Seek and Destroy (need help)

joshfer2000 · August 29, 2019, 2:52pm

I am trying to loop through all the arguments in my function (except the first) and filter out the numbers that i am looping in the array (which would be the first argument). I am not sure why this is not working. Thanks.


function destroyer(arr) {
  // Remove all the values
  for(let i = 1; i < arguments.length; i++){
      arr = arr.filter(function(x){
      return x !== arguments[i];
    })
  }
  return arr;
}

console.log(destroyer([1, 2, 3, 1, 2, 3], 2, 3));

User Agent is: Mozilla/5.0 (Macintosh; Intel Mac OS X 10_13_6) AppleWebKit/537.36 (KHTML, like Gecko) Chrome/76.0.3809.132 Safari/537.36.

Link to the challenge:
https://learn.freecodecamp.org/javascript-algorithms-and-data-structures/intermediate-algorithm-scripting/seek-and-destroy

ieahleen · August 29, 2019, 3:27pm

what makes you think this is not working?

joshfer2000 · August 29, 2019, 3:29pm

the entire array that is in the argument was printed, instead of the modified array.

DanCouper · August 29, 2019, 3:55pm

~~Emm, I’m not actually sure why this doesn’t work, but it seems to be to do with scoping and the loop because:~~

Edit: I’m an idiot, see my other reply

function destroyer(arr) {
  for(let i = 1; i < arguments.length; i++){
    arr = arr.filter((x) => x !== arguments[i])
  }
  return arr;
}

Works absolutely fine.

As does doing the operations manually (not that you would do that, just for comparison):

> arr = [1, 2, 3, 1, 2, 3];
Array(6) [ 1, 2, 3, 1, 2, 3 ]
> arr = arr.filter(function (x) { return x !== 2; })
Array(4) [ 1, 3, 1, 3 ]
> arr = arr.filter(function (x) { return x !== 3; })
Array(2) [ 1, 1 ]

avatarfreak · August 29, 2019, 3:47pm

don’t use arguments inside loop it is an array like object but not true array, therefore, filter function was evaluating everything true.
just modified your code:

> function destroyer(arr) {
>   // Remove all the values
>   let args = [...arguments]
>   for(let i = 1; i < arguments.length; i++){
>       arr = arr.filter(function(x){
>       return x !== args[i];
>     })
>   }

return arr;
}

console.log(destroyer([1, 2, 3, 1, 2, 3], 2, 3));

DanCouper · August 29, 2019, 3:56pm

This is not the reason, but what you’re doing does fix it and made it obvious why:

@joshfer2000 arguments refers to the arguments of a function. So if you use it like

arr.filter(function(x) { return x !== arguments[i]; })
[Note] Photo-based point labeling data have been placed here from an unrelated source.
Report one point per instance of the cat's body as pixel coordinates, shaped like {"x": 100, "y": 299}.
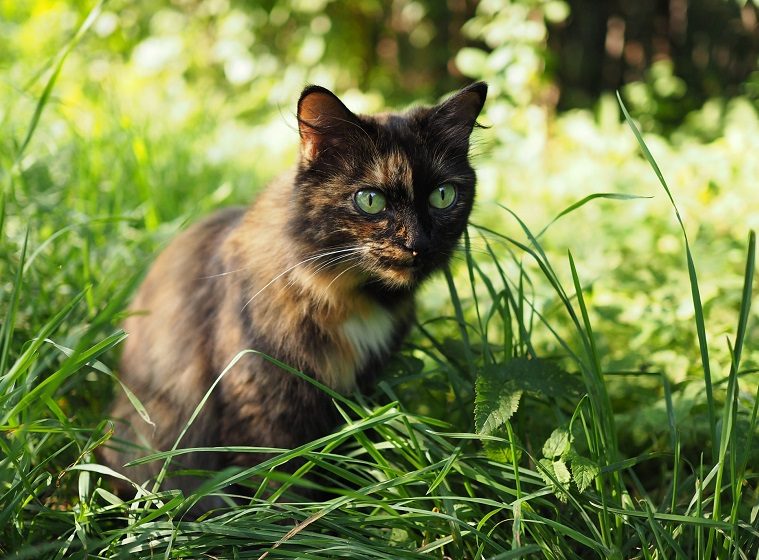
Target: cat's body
{"x": 312, "y": 274}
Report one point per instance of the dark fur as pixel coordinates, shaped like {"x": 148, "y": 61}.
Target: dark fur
{"x": 233, "y": 282}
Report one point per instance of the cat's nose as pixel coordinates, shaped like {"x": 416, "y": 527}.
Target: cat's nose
{"x": 417, "y": 246}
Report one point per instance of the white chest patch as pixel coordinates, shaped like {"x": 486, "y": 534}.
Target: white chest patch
{"x": 364, "y": 334}
{"x": 369, "y": 334}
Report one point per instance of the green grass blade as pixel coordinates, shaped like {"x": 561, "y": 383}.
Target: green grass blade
{"x": 693, "y": 278}
{"x": 6, "y": 332}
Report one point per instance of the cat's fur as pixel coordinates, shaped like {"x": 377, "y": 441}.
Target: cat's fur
{"x": 303, "y": 276}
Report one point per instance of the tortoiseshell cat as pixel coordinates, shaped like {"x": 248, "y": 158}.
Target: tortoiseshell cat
{"x": 319, "y": 273}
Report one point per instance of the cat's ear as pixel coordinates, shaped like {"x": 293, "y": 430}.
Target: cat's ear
{"x": 323, "y": 121}
{"x": 457, "y": 115}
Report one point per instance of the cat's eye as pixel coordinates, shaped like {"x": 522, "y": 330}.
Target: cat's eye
{"x": 443, "y": 196}
{"x": 370, "y": 201}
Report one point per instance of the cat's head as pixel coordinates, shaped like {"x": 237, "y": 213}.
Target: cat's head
{"x": 390, "y": 194}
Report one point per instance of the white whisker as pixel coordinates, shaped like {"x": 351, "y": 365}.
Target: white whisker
{"x": 281, "y": 274}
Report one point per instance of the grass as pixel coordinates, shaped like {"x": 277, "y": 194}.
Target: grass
{"x": 497, "y": 433}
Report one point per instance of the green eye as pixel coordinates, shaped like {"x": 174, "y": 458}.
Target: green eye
{"x": 443, "y": 196}
{"x": 370, "y": 201}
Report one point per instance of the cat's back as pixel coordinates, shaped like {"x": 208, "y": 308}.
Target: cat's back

arguments is the arguments for that function above that you’re giving to filter.

If you use an arrow function, arrow functions do not have an arguments object; arguments points at the arguments of the outer function, so it works fine. Or you copy the arguments from the outer function and use those, as @avatarfreak did.

avatarfreak · August 29, 2019, 3:57pm

please refert to https://developer.mozilla.org/en-US/docs/Web/JavaScript/Reference/Functions/arguments
and know the actual reason… `

Note: “Array-like” means that arguments has a length property and properties indexed from zero, but it doesn’t have Array 's built-in methods like forEach() and map()

please refer to the links given above

`

DanCouper · August 29, 2019, 4:04pm

That’s irrelevant, it’s because arguments refers to the arguments for the currently scoped function, @joshfer2000’s solution is failing because of that. I’m sorry, but what you’ve posted literally contradicts what you’re saying.